C. The World is Passing Away (v. 17)
The final reason to not attach ourselves to the world is because it is passing away. “Is passing” implies this is an already ongoing process. Likely, John means to root the genesis of its destruction in our Lord’s crucifixion-resurrection-ascension, where He paid the penalty for sin, inaugurated the new creation, and is ruling victoriously from heaven to oversee its conquering spread over the face of the earth. Of course, that new creation will not be completed until our Lord’s glorious bodily return, where He will establish the millennial empire and then the complete renewal/resurrection of the heavens and the earth.
Interestingly, John does not say the world will pass away, but that it is. The destruction of the world system is an ongoing process only to be completed in our Lord’s Second Advent. An unstoppable process has begun and is sure to be completed in the final day. This means that all who are in “the world” are on a collision course with the fiery wrath of Jehovah God. For “the world” will reach its zenith of manifest expression during the dominion of Antichrist’s Babylon over all the earth, a dominion used by God to punish the earth for its evil (Isaiah 13:11; cf. 24:1–6; Zeph. 3:8; Micah 7:13), and yet a dominion that will be toppled by Him for its ultimate pride and opposition to the rule of Heaven.
Judgment is coming. The holy God will have the victory and save His humble, penitent people. In light of that future victory, why align yourself with a system marked for destruction? O that the reality of God’s promised future would arrest our whole being and be more real to us than breathing! Dear believer, depart from the world. Do not fall away into destruction with it (and prove you were never saved to begin with). Flee! Come all the way out, and spend your life to draw others out with you, that the Lord might have a resplendent bride in both beauty and number.

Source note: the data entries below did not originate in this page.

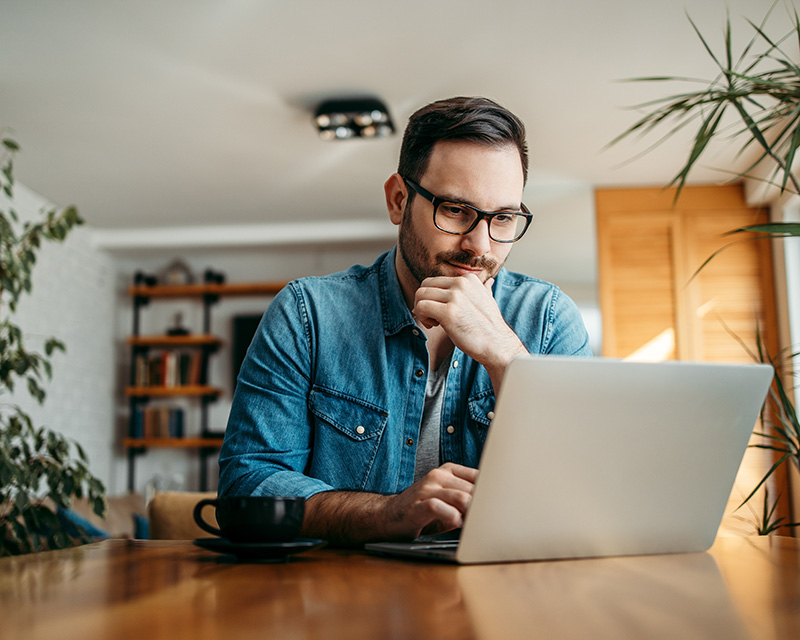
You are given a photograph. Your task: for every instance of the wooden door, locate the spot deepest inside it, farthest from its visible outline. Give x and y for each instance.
(656, 305)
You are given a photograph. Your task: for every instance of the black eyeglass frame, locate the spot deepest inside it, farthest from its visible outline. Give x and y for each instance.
(481, 215)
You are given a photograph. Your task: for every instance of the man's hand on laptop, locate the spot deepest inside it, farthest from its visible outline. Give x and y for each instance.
(434, 504)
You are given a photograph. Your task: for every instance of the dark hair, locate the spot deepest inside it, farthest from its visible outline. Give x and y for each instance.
(478, 120)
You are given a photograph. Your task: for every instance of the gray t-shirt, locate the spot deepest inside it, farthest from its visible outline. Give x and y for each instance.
(427, 457)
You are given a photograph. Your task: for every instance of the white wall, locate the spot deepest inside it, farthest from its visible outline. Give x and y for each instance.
(180, 469)
(80, 296)
(73, 300)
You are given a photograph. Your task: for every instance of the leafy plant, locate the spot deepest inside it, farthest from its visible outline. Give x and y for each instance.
(761, 88)
(35, 463)
(780, 434)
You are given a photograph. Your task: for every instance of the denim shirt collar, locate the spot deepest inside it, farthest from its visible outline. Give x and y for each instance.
(396, 315)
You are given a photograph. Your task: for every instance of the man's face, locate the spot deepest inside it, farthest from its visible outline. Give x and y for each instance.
(489, 178)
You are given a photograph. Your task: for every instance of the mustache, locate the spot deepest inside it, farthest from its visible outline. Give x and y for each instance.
(468, 260)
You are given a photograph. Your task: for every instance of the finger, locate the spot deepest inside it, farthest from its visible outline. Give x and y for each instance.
(449, 515)
(461, 471)
(451, 476)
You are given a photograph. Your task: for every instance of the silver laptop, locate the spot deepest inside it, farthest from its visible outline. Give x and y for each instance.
(592, 457)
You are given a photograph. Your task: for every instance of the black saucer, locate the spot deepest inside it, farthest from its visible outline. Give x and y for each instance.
(259, 550)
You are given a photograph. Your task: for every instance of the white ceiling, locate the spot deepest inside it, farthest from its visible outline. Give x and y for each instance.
(198, 112)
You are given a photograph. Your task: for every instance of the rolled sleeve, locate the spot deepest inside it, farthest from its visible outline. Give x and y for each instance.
(268, 439)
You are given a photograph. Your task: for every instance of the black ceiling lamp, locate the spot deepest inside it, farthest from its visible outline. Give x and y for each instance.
(341, 119)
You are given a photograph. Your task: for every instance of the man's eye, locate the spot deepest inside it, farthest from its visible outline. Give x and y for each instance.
(453, 210)
(504, 218)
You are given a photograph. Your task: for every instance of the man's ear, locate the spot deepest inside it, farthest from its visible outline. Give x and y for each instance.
(396, 197)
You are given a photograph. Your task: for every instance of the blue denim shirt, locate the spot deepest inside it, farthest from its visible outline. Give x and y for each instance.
(331, 391)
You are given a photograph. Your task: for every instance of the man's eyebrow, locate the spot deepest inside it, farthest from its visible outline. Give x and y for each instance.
(459, 200)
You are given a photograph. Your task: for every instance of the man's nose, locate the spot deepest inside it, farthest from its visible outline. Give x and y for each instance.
(477, 242)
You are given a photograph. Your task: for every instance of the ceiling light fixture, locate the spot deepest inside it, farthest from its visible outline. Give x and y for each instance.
(353, 118)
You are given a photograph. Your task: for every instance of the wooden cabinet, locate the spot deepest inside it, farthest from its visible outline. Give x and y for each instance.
(175, 366)
(656, 305)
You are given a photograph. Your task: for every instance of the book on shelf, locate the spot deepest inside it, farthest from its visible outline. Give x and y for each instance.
(169, 368)
(157, 422)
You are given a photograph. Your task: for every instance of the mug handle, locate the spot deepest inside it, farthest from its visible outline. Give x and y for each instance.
(198, 515)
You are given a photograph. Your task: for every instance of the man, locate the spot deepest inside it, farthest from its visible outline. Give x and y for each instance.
(370, 392)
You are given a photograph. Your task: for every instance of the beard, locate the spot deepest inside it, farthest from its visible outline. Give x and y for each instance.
(422, 265)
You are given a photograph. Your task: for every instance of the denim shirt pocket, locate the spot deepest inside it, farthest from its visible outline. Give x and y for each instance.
(480, 409)
(348, 432)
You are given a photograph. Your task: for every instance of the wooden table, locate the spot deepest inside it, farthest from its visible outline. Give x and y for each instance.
(145, 590)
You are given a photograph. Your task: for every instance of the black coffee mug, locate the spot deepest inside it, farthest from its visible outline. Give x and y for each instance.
(254, 518)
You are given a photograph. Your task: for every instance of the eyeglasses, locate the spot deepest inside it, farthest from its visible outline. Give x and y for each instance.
(459, 219)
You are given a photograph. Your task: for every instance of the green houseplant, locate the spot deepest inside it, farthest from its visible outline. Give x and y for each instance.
(759, 90)
(38, 471)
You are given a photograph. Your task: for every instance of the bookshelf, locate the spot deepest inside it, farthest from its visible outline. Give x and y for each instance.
(176, 366)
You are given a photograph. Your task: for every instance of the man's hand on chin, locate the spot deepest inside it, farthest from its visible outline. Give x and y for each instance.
(465, 308)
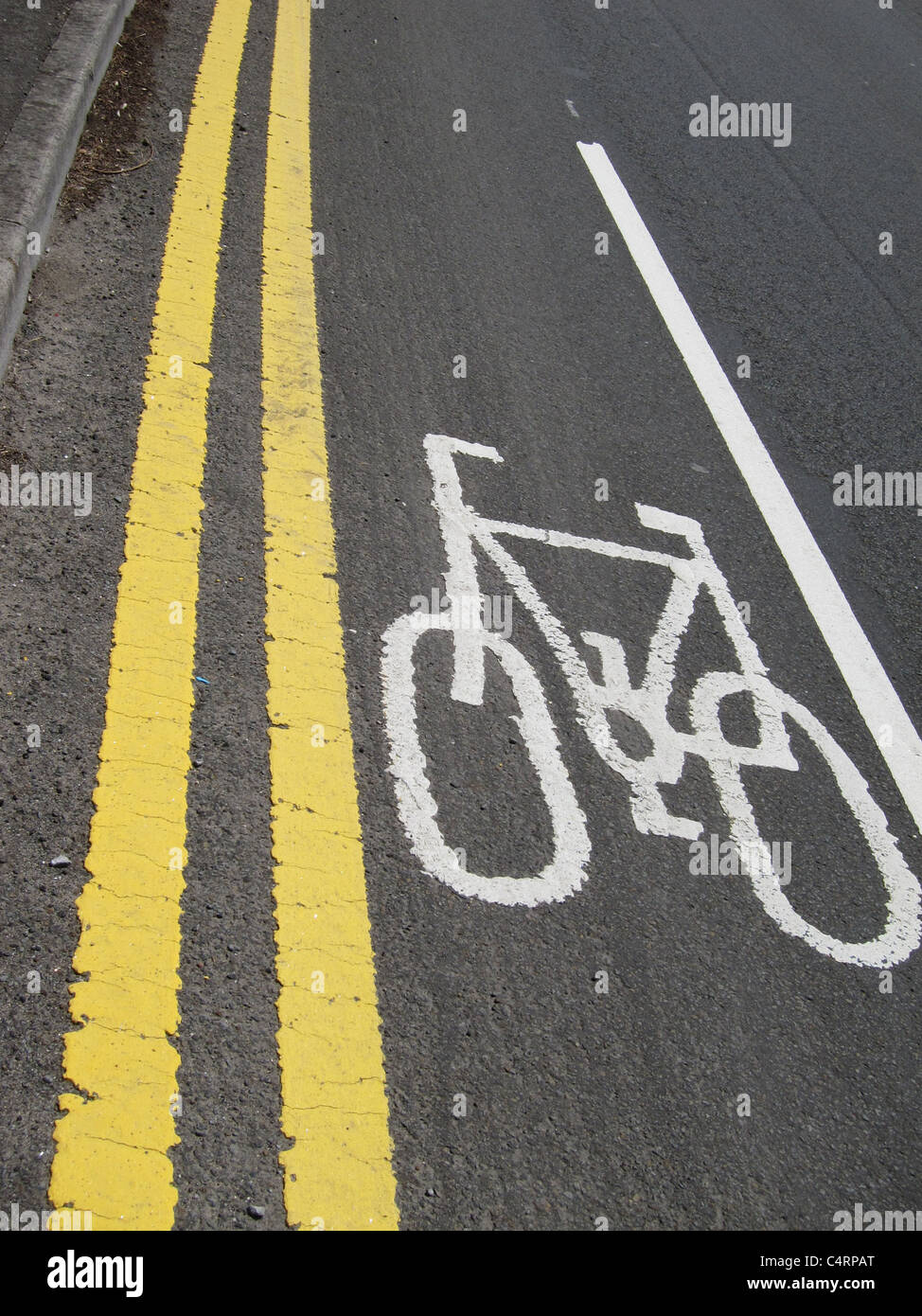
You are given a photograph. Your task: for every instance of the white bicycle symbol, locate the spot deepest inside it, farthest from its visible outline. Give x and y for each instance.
(463, 529)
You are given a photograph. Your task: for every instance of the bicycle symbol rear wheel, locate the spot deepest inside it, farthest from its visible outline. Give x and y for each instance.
(566, 870)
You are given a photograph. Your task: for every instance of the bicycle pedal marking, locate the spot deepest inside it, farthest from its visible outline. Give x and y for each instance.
(463, 529)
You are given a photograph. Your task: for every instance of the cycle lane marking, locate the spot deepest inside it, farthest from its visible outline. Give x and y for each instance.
(114, 1139)
(863, 672)
(463, 529)
(337, 1174)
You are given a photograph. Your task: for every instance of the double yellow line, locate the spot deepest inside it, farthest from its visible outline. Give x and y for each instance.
(115, 1136)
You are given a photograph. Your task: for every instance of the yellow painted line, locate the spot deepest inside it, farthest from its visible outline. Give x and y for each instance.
(114, 1140)
(337, 1174)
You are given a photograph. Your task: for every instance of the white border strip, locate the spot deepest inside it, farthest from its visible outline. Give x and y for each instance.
(877, 699)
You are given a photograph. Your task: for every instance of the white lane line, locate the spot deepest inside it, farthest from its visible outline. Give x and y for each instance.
(877, 699)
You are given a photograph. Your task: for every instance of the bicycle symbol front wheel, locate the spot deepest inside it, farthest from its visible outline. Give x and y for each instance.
(902, 930)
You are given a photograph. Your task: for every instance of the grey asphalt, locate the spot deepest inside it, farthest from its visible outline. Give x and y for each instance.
(580, 1106)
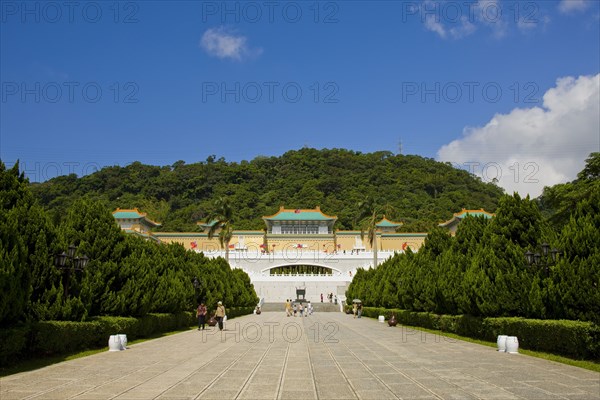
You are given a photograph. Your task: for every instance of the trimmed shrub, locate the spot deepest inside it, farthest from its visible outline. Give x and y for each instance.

O that God would grant us passion for Him, for His holiness, and for others to know both. May God help us to glorify Him through sanctified, joyful, consecrated lives brimming with His beauty and glory until the day we see Jesus Christ face to face!
I believe it is true that we have to let go of the worldly things to get closer to our Father in heaven. Thank you so much for all your humbling teachings for us to realize that we can’t do both.